A headspace gauge for a rimless cartridge will gauge the distance from the bolt face to a datum line on the shoulder angle. In the case of the 6mm BR (Norma), for instance, that datum line is the line at which the shoulder angle measures .3750" in diameter. This measurement (minimum) is 1.4953". Now, one could make a gauge with a contact diameter of .3750 and a length of 1.4953" and that would work fine, but with a sharp edge, it would be susceptible to wear or damage. So it is, manufacturers of reamers and gauges grind the contact area at the appropriate shoulder angle. This works out great; providing the gauge and the reamer both possess precisely the same angle. If the angles do not coincide, the gauge will contact somewhere other than the specified datum line, and the distance will be wrong. Now, this difference is likely to be miniscule, but it is different, nonetheless. This is why some will say you should have reamers and gauges from the same manufacturer. I guess they are assuming the reamers and gauges are ground on the same machine, with the same set-up, by the same operator; probably not.
I don't like to even have a no-go gauge in the shop. I can measure headspace with a go gauge and shims. If I was going to set up a barrel with a nut, I would use a "go" gauge and a layer of Scotch tape.
 
I have Manson Precision Gauges, Clymer Gauges and Pacific Tool And Gauge stuff. As Potashminer said "they are or they aren't" An if a manufacturer made something that wasn't in spec something tells me they would have a bad time after a few gunsmiths had issues.

They all work as intended. I got some through Big Horn Sales, Some used on CGN and some directly from the manufacturer. I know that Manson and PTG will both ship to your door so long as the order is under a certain amount (I believe Manson was 500$ PTG I am not sure but then sent me a reamer and gauges no issue)

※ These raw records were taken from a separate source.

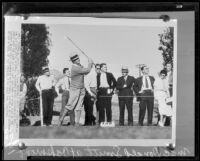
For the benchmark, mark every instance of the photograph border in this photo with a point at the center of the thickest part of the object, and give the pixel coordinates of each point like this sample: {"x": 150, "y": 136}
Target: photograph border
{"x": 18, "y": 20}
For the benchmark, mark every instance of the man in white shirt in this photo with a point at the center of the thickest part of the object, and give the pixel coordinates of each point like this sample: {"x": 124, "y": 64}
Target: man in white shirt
{"x": 106, "y": 84}
{"x": 23, "y": 92}
{"x": 170, "y": 83}
{"x": 144, "y": 91}
{"x": 62, "y": 86}
{"x": 90, "y": 97}
{"x": 45, "y": 84}
{"x": 169, "y": 77}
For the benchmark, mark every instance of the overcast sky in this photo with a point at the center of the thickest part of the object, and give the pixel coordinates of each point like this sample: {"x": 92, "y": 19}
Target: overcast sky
{"x": 115, "y": 45}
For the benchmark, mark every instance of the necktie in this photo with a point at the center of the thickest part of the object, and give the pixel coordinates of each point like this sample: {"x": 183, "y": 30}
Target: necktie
{"x": 146, "y": 83}
{"x": 124, "y": 80}
{"x": 68, "y": 82}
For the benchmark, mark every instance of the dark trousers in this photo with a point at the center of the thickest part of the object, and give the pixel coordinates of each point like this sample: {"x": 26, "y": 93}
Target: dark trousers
{"x": 65, "y": 98}
{"x": 88, "y": 106}
{"x": 168, "y": 119}
{"x": 146, "y": 102}
{"x": 104, "y": 105}
{"x": 129, "y": 105}
{"x": 47, "y": 102}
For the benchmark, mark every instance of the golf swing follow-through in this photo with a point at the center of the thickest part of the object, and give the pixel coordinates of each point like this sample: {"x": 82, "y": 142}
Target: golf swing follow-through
{"x": 77, "y": 88}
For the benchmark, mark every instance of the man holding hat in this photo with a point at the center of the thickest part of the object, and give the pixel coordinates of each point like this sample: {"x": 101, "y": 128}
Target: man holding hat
{"x": 77, "y": 89}
{"x": 125, "y": 85}
{"x": 45, "y": 84}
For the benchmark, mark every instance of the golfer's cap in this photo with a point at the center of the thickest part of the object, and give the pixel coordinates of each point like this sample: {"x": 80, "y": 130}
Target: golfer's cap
{"x": 125, "y": 69}
{"x": 73, "y": 56}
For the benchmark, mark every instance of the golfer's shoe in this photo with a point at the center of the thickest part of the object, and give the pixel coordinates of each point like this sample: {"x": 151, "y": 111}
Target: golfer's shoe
{"x": 107, "y": 124}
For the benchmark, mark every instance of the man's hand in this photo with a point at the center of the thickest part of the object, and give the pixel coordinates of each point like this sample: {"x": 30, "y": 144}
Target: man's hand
{"x": 141, "y": 91}
{"x": 124, "y": 86}
{"x": 90, "y": 60}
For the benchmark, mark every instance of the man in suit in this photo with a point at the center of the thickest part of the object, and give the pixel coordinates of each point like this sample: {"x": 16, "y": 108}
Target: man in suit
{"x": 98, "y": 71}
{"x": 125, "y": 86}
{"x": 77, "y": 89}
{"x": 106, "y": 84}
{"x": 45, "y": 85}
{"x": 144, "y": 91}
{"x": 170, "y": 83}
{"x": 62, "y": 86}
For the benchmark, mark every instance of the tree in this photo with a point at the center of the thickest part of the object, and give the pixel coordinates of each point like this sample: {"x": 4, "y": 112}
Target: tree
{"x": 34, "y": 52}
{"x": 166, "y": 45}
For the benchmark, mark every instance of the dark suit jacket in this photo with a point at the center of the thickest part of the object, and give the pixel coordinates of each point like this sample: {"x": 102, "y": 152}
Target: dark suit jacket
{"x": 127, "y": 91}
{"x": 110, "y": 79}
{"x": 139, "y": 83}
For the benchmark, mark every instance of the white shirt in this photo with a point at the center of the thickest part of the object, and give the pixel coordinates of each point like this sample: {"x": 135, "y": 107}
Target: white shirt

I would start on the forums then check with a few shops then head straight to the manufacturer if you end up having to order.

B
 
I "got by" using Go gauges and shims for over 50 years... no go and field gauges are a waste of money as far as I was concerned.
 
^^^This^^^
Bolt closes on the Go Gauge but wont close on the Go Gauge with one layer of scotch tape on the back of the gauge.
 
Thank for your advices, its helpful.
I never did it yet...I’ll start with a go gauge and see if it’s ok.
I just hope I will keep all my fingers lol!

Thanks!
 
I much prefer a go gauge... set so it closes easily on the go gauge, yet stops firmly when a piece of tape is added...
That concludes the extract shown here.